Friday, February 21, 2014

Kiln Loading

This whole week has been pretty much swallowed up by kiln loading and various errands. On Monday, we worked on the greenhouse at the farm and got the raised beds finished. Here's a photo of the raised beds in construction:

I've been posting photos on Facebook as I went along with the kiln loading, but I thought I would share some thoughts with the photos and about the process since I just finished yesterday.

Do any of you fine readers remember the game Tetris? I would liken loading a kiln to the game Tetris in which you have different shaped blocks that fall and you have to rotate them in order to fit into the blocks below them. Luckily, in loading the kiln, the blocks don't implode or disappear when you fit them together, but I sometimes wonder if I would go insane if I listened to this theme music all day:

First, the pots had to make it to the farm. We're working on building a barn to get my studio and a workshop out there, but for now, I move the pots from my house to the farm like this:

In other words, I move them VERY CAREFULLY because they're thin, raw clay pots! I've been pretty good about taking photos this week at every level of the loading. Sometimes it is hard for me to remember to snap a photo before throwing another shelf on top (which I did in a few instances), but this will give you the general idea of how it works.

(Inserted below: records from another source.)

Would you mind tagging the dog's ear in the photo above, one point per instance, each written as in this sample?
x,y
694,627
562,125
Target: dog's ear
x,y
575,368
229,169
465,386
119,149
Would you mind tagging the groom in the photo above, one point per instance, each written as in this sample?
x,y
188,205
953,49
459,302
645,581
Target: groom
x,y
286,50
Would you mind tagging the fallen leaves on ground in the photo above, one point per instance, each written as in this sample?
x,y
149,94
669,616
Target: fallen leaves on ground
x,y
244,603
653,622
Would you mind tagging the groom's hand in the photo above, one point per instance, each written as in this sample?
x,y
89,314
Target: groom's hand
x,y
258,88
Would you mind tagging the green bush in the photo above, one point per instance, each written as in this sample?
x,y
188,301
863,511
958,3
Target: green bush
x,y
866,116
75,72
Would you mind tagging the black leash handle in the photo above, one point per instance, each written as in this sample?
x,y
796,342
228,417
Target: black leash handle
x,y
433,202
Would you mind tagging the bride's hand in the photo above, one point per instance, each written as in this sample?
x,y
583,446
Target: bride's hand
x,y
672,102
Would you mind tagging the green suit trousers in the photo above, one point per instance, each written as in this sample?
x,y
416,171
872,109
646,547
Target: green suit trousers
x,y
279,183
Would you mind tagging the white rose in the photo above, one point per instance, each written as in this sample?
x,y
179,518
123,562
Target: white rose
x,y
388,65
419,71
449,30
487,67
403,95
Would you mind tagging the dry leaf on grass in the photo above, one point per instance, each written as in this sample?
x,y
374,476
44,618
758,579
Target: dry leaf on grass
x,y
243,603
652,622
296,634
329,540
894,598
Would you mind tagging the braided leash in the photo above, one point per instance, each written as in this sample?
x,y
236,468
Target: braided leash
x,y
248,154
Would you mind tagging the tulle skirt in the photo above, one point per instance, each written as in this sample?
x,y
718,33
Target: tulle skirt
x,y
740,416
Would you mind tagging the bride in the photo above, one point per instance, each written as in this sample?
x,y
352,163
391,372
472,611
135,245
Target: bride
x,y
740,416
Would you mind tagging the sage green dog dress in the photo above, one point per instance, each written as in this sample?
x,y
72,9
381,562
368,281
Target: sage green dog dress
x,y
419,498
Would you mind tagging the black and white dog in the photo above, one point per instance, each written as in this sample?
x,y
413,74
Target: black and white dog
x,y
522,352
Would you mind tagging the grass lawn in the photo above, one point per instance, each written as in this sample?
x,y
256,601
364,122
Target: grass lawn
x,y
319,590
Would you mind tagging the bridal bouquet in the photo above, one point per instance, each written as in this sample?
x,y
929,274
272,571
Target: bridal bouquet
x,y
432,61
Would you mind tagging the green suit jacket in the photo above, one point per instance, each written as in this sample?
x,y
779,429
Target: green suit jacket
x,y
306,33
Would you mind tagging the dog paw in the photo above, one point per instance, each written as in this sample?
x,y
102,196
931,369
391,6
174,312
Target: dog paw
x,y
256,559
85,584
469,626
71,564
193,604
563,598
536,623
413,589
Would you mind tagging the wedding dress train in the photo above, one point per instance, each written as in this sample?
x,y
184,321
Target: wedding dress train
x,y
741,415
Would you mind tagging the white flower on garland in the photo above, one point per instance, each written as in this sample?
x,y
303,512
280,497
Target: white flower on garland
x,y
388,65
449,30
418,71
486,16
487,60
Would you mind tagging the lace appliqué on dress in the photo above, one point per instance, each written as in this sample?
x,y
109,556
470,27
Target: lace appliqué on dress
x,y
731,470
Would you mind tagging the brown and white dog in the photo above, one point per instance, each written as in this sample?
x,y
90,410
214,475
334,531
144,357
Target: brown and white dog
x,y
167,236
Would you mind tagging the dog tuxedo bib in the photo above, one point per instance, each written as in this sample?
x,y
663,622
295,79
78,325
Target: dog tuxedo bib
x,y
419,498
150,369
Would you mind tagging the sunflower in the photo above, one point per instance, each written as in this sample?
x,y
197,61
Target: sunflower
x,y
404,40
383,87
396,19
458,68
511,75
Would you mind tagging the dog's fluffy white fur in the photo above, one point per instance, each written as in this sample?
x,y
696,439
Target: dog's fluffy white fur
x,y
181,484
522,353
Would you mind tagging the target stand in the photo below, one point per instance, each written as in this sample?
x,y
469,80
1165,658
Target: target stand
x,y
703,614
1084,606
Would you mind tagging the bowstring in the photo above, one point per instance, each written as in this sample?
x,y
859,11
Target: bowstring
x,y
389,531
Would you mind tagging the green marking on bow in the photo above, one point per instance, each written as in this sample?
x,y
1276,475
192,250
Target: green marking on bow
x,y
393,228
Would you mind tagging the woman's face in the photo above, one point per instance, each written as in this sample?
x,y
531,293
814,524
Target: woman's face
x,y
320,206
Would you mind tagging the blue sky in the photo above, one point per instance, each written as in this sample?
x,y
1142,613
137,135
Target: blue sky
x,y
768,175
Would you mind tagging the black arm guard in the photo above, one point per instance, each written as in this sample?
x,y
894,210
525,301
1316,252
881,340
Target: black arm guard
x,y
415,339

The first couple of rows seem to be the hardest for me. Not only do I have to try and fill as many spaces as possible, but these shelves tend to hold my smaller items, so there are more to deal with! Dishes take up a lot of room. The rims are deceptively wide and they need some tending to in order to get them in the right position. I've been trying to be better about making things like the smaller dishes in the photo below to fit below larger dishes in order to maximize filling the spaces. 

 A few more rows:

 I shifted my front shelves around for this firing and decided to put this stack of flowerpots there in front of the firebox. My theory is that this layout may provide for more airflow and make the kiln more evenly fired. We'll see!
 Kiln halfway loaded and here is what I have left:
 First row on the front stack:
 I purposefully made the first two levels of this stack very tall in order to encourage some air flow. Typically this front left corner is pretty cool in temperature, which is also why I put the flowerpots in the corners.
 Sneaking in a few more dishes:
 I had to take the lid off of the compost crock at the front and put it on top of the stack of dishes in the back left. Otherwise, it could have touched the ceiling, which would not have been a good thing. Top part of the final stack:
 This is the final view of the stacks before I put the bricks up in that opening, making a solid wall across the front.
 And here is what was left at the very end:

I will do a gas preheat overnight on Saturday to keep the pots from freezing since it will be cold and to give us a leg-up on the firing. The preheat puts the kiln at around 200 degrees Fahrenheit on Sunday morning and ready to roll. I do what is called single firing, which means that the pots are raw when they are loaded into the kiln (no bisque firing). When we were not doing a preheat, the firing took 17-18 hours, and now with the preheat it takes about 16 hours total. Because I salt the kiln I had to build it out of hard brick, and a double layer of hard brick is a lot of thermal mass to heat up!